Flow chart giving an overview of possible grading system in accordance with type of bAVM. Spetzler-Ponce and supplemented Spetzler-Ponce scores have a high predictive value and were approved in external validation. Likewise, the AVICH score proved to be a reliable predictor of surgical risk in an international multicenter validation study. The HDVL grading system still lacks external validation, but the approach to include fiber tracking may be trendsetting for risk stratification in certain bAVMs near eloquent areas. Lastly, the Nisson score was developed specifically for AVMs of the posterior fossa

Fig. 3
figure 3

Illustrative cases of different types of AVMs and corresponding grading system. a TOF-angiography of a 60-year-old patient showing a non-ruptured central AVM, measuring 21 mm, with superficial venous drainage and compact nidus. The Spetzler-Ponce system scores this lesion as A (1 point of for size and 1 for eloquence), the supplementary grading scale adds 3 points (for age > 40). b Ruptured AVM in the left frontal lobe of a 24-year-old patient with GCS 7 at presentation. This lesion is scored 10 according to the AVICH score (1 point each for deep drainage, eloquence, GCS, intracerebral hemorrhage volume (44 cc), and presence of intraventricular hemorrhage, 2 points were given for age of the patient, and 3 points for size (62 mm) of the AVM. The nidus appeared compact). c Ruptured cerebellar AVM in a 23-year-old patient with GCS 13 on admission who was neurologically intact upon emergency presentation. She underwent emergency surgery (decompression within 24 h), followed by AVM resection 3 weeks later. Nisson score reveals a grade I lesion in this patient, with only 1 point for emergency surgery. d MR tractography of a 49-year-old patient with an unruptured AVM in the right frontal lobe, adjacent to the cortico-spinal tract. His HDVL grade scores 3 (no preoperative hemorrhage and LED 6.7 mm)

Limitations

It must be emphasized that heterogeneity of data between different studies, for instance outcome measurements, makes it difficult to compare these studies directly. However, nearly all of the studies published in the last decade used the mRS for outcome measurement, except the Speztler-Ponce publication. In this study, several outcome measurements were applied, including the mRS. Furthermore, the cohorts in which the grading systems were developed were heterogenous for various patient characteristics, for instance pre-treatment (embolization, radiosurgery) and hemorrhagic presentation.
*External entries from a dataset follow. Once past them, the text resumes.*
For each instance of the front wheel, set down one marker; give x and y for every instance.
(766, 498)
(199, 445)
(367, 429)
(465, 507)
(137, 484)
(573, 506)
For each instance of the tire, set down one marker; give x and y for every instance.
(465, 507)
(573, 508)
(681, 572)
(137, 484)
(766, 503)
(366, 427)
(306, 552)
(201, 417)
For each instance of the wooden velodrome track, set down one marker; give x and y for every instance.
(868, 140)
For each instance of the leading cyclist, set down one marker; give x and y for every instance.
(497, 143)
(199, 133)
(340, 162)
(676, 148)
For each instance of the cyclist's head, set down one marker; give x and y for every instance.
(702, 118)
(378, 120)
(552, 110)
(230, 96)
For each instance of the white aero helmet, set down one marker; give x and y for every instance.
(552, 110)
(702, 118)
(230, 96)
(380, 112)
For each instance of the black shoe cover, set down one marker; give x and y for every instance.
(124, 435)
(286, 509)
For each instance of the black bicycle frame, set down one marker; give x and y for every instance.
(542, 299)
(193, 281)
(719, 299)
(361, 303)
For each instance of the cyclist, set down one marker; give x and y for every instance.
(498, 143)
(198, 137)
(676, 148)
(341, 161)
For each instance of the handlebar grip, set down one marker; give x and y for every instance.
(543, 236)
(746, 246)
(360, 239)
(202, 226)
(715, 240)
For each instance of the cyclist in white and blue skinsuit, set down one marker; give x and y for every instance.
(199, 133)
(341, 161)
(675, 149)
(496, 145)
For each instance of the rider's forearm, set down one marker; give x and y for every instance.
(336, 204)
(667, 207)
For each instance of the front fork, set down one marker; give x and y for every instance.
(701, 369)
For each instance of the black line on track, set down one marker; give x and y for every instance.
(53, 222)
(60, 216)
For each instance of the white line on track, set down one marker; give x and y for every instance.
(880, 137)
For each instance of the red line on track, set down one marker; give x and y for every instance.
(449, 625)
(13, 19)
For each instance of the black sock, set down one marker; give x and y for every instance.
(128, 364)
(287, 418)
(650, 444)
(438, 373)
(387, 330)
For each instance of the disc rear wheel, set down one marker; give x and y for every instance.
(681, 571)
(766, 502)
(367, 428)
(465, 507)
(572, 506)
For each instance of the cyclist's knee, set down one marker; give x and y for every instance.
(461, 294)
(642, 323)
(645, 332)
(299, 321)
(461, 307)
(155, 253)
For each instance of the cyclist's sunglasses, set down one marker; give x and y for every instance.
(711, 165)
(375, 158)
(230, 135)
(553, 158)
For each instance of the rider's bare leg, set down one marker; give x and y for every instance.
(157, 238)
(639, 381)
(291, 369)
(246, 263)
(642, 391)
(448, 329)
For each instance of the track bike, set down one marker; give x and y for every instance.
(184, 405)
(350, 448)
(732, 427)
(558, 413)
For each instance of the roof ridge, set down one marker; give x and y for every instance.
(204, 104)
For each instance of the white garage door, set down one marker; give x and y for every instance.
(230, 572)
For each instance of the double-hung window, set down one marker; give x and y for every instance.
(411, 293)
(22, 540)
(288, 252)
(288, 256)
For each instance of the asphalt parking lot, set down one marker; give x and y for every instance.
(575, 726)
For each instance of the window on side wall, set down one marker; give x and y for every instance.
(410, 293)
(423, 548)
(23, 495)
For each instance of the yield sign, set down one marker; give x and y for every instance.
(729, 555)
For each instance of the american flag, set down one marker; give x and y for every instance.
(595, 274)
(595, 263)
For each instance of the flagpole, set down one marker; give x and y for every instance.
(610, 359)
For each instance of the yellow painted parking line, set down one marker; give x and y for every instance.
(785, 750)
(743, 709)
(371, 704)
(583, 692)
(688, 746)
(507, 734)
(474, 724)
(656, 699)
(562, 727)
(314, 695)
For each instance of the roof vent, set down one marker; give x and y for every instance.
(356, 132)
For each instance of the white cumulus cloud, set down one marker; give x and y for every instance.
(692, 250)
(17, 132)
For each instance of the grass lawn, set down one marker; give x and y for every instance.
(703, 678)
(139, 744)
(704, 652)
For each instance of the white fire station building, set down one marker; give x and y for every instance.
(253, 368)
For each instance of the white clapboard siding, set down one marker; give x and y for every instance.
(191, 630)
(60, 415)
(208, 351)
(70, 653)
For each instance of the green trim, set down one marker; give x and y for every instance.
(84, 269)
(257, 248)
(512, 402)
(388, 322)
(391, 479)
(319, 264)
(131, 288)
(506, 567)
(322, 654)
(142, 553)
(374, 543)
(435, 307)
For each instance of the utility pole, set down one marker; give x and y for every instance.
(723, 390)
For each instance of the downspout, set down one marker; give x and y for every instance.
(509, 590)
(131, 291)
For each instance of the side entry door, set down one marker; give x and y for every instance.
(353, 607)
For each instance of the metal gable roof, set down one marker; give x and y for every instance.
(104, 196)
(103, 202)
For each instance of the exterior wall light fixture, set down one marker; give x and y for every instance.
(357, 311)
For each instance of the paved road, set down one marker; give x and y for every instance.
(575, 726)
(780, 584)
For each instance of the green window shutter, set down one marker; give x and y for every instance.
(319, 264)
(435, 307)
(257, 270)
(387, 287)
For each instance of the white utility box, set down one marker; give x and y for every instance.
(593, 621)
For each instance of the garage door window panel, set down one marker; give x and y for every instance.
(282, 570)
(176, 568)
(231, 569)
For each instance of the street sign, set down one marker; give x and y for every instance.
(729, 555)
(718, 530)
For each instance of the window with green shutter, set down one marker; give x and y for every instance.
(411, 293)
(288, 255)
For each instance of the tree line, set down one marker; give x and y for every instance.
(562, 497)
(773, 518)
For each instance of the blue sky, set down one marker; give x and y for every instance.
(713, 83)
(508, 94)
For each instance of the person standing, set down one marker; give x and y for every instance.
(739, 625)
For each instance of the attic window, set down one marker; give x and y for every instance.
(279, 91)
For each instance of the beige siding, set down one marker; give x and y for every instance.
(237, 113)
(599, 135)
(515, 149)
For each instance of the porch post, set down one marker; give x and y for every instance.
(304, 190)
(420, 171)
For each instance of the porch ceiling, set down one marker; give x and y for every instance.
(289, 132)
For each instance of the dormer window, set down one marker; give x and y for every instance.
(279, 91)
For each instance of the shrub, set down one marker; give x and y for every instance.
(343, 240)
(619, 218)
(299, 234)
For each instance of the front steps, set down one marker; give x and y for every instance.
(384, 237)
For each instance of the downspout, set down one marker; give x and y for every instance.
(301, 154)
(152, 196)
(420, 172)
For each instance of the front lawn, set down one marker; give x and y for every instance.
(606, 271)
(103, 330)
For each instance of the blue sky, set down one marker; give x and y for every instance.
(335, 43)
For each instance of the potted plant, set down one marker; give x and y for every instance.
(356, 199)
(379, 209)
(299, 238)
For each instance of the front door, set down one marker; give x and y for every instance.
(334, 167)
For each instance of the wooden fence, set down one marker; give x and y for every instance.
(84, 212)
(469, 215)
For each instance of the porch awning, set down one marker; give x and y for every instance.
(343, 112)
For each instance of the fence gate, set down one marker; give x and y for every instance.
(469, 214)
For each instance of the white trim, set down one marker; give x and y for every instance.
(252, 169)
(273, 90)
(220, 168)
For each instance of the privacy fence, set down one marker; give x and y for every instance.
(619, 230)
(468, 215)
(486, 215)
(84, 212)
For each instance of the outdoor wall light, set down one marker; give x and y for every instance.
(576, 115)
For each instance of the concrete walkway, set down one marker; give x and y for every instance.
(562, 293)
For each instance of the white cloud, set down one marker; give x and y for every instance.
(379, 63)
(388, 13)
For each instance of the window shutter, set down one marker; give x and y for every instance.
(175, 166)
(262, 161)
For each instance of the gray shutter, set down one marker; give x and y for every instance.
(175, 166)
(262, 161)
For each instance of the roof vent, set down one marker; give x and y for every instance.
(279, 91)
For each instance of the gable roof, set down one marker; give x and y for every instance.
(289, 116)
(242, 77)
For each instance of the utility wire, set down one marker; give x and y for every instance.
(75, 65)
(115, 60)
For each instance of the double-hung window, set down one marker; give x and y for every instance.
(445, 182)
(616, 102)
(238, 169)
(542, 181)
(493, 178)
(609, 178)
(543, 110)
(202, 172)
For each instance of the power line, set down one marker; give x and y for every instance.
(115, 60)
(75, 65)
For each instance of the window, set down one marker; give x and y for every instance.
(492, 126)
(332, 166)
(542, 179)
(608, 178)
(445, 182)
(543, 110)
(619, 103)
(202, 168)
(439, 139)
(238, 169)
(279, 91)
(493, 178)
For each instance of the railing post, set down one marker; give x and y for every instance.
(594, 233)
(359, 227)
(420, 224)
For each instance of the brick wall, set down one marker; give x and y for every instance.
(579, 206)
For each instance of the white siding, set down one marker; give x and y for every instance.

However, this probably reflects the reality of clinical routine. As bAVMs are a relatively rare condition, a grading system should aim to be as universal as possible. Finally, none of the presented grading systems is perfect and clinical judgment still remains an important factor for the decision to resect the bAVM.

Conclusions

This study provides a comprehensive overview of all available bAVM grading systems relevant for surgical risk stratification. In the absence of a universal system appropriate to score all bAVMs, we suggest the application of the (supplemented) Spetzler-Ponce score for supratentorial bAVMs, the HDVL-grading score for bAVMs near eloquent tracks, the AVICH score for ruptured bAVMs, and the Nisson score for infratentorial bAVMs.